Either-Or: Millis vs. the South End

Two listings. The same price. What’s worth it?

Welcome to Either-Or, where we compare two listings with the same price—one in Boston and one outside. Build your own conclusions.

south end millis either or

Photos courtesy of John Petraglia and the Hammond Group

Exorbitant housing costs in Boston are nothing new. It’s really, really expensive to live here. With tiny condos going for millions without a second thought, it’s entirely possible that Bostonians are becoming conditioned to accept outrageously high prices.

To remind you that price tags in Boston are a special breed, we’ve been presenting two homes listed at the same price from time to time. This round, it’s a battle of two classic dwellings, where the decision comes down to which type of antique home suits your fancy.

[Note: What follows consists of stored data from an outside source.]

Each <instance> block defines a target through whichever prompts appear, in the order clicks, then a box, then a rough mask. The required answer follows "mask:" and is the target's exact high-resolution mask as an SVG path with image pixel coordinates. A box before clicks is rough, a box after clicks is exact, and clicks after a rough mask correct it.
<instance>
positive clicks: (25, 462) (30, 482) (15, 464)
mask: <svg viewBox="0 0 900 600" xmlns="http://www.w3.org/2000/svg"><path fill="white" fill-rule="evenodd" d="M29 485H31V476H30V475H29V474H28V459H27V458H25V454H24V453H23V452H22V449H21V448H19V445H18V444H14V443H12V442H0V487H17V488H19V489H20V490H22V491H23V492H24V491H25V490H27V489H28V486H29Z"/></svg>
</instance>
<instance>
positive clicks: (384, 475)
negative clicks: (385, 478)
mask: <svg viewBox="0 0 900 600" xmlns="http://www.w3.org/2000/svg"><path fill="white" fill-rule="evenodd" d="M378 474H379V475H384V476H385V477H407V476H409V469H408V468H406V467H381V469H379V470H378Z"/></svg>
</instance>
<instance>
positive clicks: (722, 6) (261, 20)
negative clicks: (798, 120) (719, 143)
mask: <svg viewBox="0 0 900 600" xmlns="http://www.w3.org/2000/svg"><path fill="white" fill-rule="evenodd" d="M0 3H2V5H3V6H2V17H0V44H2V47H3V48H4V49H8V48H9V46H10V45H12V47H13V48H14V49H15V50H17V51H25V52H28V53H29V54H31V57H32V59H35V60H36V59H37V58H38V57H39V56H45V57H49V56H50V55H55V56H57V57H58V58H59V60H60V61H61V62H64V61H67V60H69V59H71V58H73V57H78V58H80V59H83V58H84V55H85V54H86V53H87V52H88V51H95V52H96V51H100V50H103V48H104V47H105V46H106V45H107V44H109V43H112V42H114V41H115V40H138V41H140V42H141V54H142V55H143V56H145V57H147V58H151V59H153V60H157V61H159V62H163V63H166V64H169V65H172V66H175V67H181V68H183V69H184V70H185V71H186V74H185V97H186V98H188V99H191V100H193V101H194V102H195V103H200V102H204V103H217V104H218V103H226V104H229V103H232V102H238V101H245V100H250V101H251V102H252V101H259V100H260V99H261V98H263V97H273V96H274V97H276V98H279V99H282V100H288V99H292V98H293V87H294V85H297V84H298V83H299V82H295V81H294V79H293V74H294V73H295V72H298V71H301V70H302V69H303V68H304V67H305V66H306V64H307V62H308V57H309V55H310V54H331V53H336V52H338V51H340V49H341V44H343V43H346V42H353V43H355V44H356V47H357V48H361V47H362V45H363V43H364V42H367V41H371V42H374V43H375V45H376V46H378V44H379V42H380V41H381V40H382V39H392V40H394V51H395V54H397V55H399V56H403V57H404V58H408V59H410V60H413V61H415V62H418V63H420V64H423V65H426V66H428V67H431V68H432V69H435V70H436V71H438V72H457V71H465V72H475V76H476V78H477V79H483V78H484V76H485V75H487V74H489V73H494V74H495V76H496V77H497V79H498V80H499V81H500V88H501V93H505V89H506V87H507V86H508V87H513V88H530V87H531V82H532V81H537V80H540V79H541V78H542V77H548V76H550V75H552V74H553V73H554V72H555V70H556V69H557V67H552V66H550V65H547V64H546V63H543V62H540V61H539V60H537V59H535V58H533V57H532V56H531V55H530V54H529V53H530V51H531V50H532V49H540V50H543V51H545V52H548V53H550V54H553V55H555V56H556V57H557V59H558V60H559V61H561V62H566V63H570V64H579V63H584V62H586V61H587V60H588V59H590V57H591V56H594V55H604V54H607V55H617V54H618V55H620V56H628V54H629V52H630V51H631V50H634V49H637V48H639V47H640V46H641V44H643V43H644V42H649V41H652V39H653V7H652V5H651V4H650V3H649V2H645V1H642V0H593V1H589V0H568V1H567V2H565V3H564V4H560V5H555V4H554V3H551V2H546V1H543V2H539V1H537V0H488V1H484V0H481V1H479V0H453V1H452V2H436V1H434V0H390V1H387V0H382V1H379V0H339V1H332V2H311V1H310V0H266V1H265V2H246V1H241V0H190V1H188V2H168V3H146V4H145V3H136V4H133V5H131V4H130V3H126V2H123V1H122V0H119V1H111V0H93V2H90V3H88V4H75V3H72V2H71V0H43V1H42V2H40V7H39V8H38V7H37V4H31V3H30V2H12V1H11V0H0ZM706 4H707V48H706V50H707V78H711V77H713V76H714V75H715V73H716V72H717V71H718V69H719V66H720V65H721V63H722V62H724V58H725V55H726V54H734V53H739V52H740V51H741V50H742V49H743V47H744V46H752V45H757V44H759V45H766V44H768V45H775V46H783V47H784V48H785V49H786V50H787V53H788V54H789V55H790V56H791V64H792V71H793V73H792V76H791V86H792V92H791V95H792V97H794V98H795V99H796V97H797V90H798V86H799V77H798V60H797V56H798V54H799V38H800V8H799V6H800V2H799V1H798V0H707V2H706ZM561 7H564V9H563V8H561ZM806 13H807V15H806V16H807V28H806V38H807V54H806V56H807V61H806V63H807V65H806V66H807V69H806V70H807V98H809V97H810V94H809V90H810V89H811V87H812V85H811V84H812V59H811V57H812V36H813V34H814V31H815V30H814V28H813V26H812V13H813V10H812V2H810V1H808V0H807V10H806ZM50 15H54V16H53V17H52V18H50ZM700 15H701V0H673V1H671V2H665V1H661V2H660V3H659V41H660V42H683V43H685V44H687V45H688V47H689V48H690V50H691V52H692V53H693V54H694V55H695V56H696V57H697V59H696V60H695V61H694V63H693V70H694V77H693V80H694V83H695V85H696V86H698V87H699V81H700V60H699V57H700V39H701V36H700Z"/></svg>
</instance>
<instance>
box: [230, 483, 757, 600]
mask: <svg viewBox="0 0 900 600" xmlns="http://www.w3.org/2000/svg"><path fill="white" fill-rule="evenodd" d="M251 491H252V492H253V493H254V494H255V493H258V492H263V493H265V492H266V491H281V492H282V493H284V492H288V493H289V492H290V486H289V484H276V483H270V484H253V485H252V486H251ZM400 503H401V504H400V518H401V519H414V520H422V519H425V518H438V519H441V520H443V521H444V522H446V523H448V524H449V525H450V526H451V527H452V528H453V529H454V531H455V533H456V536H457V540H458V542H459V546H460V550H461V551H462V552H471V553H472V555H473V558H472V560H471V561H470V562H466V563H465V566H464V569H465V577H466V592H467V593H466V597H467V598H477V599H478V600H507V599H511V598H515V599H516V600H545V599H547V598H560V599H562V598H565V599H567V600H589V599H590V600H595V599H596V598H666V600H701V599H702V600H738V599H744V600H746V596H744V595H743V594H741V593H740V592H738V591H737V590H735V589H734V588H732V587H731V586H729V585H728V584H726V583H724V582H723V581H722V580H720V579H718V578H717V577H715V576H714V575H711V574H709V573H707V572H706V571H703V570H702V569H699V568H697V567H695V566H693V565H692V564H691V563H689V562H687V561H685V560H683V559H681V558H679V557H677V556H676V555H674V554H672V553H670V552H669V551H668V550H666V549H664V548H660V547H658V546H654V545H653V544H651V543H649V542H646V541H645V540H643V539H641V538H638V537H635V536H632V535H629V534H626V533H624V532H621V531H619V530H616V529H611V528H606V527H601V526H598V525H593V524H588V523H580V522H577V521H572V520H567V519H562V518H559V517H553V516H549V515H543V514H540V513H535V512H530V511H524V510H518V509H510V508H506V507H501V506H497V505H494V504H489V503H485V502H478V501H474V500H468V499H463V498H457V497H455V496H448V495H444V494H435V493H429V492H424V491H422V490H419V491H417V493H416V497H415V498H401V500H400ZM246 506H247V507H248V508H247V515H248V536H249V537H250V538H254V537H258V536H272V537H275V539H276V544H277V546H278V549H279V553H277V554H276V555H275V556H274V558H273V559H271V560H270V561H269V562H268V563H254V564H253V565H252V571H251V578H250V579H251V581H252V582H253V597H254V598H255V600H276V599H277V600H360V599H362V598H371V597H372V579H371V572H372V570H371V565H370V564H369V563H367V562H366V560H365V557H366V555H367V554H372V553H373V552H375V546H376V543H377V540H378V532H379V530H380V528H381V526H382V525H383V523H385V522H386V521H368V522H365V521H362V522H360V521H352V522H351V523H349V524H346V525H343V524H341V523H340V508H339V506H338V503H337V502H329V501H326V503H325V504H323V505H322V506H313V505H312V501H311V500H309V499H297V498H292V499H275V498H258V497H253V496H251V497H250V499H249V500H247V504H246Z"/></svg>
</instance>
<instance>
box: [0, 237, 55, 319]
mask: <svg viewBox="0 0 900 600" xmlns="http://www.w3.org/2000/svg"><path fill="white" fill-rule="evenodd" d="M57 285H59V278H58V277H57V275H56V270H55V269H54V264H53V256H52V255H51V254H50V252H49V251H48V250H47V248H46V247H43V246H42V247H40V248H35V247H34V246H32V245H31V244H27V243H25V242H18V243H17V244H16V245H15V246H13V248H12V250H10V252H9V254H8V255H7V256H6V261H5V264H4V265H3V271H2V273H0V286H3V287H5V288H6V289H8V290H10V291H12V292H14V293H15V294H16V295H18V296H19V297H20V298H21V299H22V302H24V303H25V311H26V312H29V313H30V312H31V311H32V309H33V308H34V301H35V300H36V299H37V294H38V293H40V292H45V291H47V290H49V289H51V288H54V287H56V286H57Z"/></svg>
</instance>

The first is beautiful colonial in Millis. It was built in 1740 and is situated along the Charles River. The second is a stately South End condo with a wealth of original architectural details. Both exude different variations of New England’s charm. They share a price tag of $599,000.

256 Pleasant Street, Millis
Price: $599,000
Size: 3,740 square feet
Bedrooms: 4
Baths: 3.5

12 Greenwich Park #2, South End
Price: $599,000
Size: 605 square feet
Bedrooms: 1
Baths: 1


The South End abode has an antique marble fireplace in the living room. The singular bedroom, while small compared to the one in the Millis house, is stunning. It has custom bookshelves and cabinetry, a marble mantle, a private deck, and a laundry closet with a washer and dryer.

Venture about an hour outside of the city and you’ll find the red riverfront house in the suburbs. The expanded colonial sits on six acres of land and boasts plenty of living space, though with five fireplaces instead of one. It measures up to 3,740 square feet—a little over six times larger than the South End unit.

The sacrificing of space could be worth it when you consider commute times. It only takes a few minutes to get to Back Bay from the South End pad along the Southwest Corridor, while the big red house is a short drive from Norfolk Station on the Commuter Rail.

Both homes do offer charming outdoor spaces. A deck off of the South End bedroom offers views of the neighborhood. The colonial, on the other hand, has an in-ground pool with a nearby cabana. Plus, in Millis, there’s the option to launch a kayak or go fishing on the riverfront.

The biggest difference between the two properties can be found in the price breakdown. The house in the country is $160 per square foot, whereas Boston’s condo is more than six times that at $990 per square foot. There aren’t significant drawbacks when it comes to either home, meaning the right choice depends on your preferred lifestyle—and how much you want to stretch your dollar.